The consequences of our inaction are now in plain sight. Countries like China are investing in clean energy jobs and industries that should be here in America. Each day, we send nearly $1 billion of our wealth to foreign countries for their oil. And today, as we look to the Gulf, we see an entire way of life being threatened by a menacing cloud of black crude.

We cannot consign our children to this future. The tragedy unfolding on our coast is the most painful and powerful reminder yet that the time to embrace a clean energy future is now. Now is the moment for this generation to embark on a national mission to unleash American innovation and seize control of our own destiny.

This is not some distant vision for America. The transition away from fossil fuels will take some time, but over the last year and a half, we have already taken unprecedented action to jumpstart the clean energy industry. As we speak, old factories are reopening to produce wind turbines, people are going back to work installing energy-efficient windows, and small businesses are making solar panels. Consumers are buying more efficient cars and trucks, and families are making their homes more energy-efficient. Scientists and researchers are discovering clean energy technologies that will someday lead to entire new industries.

Each of us has a part to play in a new future that will benefit all of us. As we recover from this recession, the transition to clean energy has the potential to grow our economy and create millions of good, middle-class jobs — but only if we accelerate that transition. Only if we seize the moment. And only if we rally together and act as one nation — workers and entrepreneurs; scientists and citizens; the public and private sectors.

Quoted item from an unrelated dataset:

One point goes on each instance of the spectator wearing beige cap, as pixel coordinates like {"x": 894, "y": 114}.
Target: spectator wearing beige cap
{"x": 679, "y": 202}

When I was a candidate for this office, I laid out a set of principles that would move our country towards energy independence. Last year, the House of Representatives acted on these principles by passing a strong and comprehensive energy and climate bill — a bill that finally makes clean energy the profitable kind of energy for America’s businesses.

Now, there are costs associated with this transition. And some believe we can’t afford those costs right now. I say we can’t afford not to change how we produce and use energy — because the long-term costs to our economy, our national security, and our environment are far greater.

What Obama might have said is that the plan doesn’t even start until 2013, so it hardly threatens the recovery.

So I am happy to look at other ideas and approaches from either party — as long they seriously tackle our addiction to fossil fuels. Some have suggested raising efficiency standards in our buildings like we did in our cars and trucks. Some believe we should set standards to ensure that more of our electricity comes from wind and solar power. Others wonder why the energy industry only spends a fraction of what the high-tech industry does on research and development — and want to rapidly boost our investments in such research and development.

All of these approaches have merit, and deserve a fair hearing in the months ahead. But the one approach I will not accept is inaction. The one answer I will not settle for is the idea that this challenge is too big and too difficult to meet. You see, the same thing was said about our ability to produce enough planes and tanks in World War II. The same thing was said about our ability to harness the science and technology to land a man safely on the surface of the moon. And yet, time and again, we have refused to settle for the paltry limits of conventional wisdom. Instead, what has defined us as a nation since our founding is our capacity to shape our destiny — our determination to fight for the America we want for our children. Even if we’re unsure exactly what that looks like. Even if we don’t yet know precisely how to get there. We know we’ll get there.

I give him a B. The talking points are more like an A-.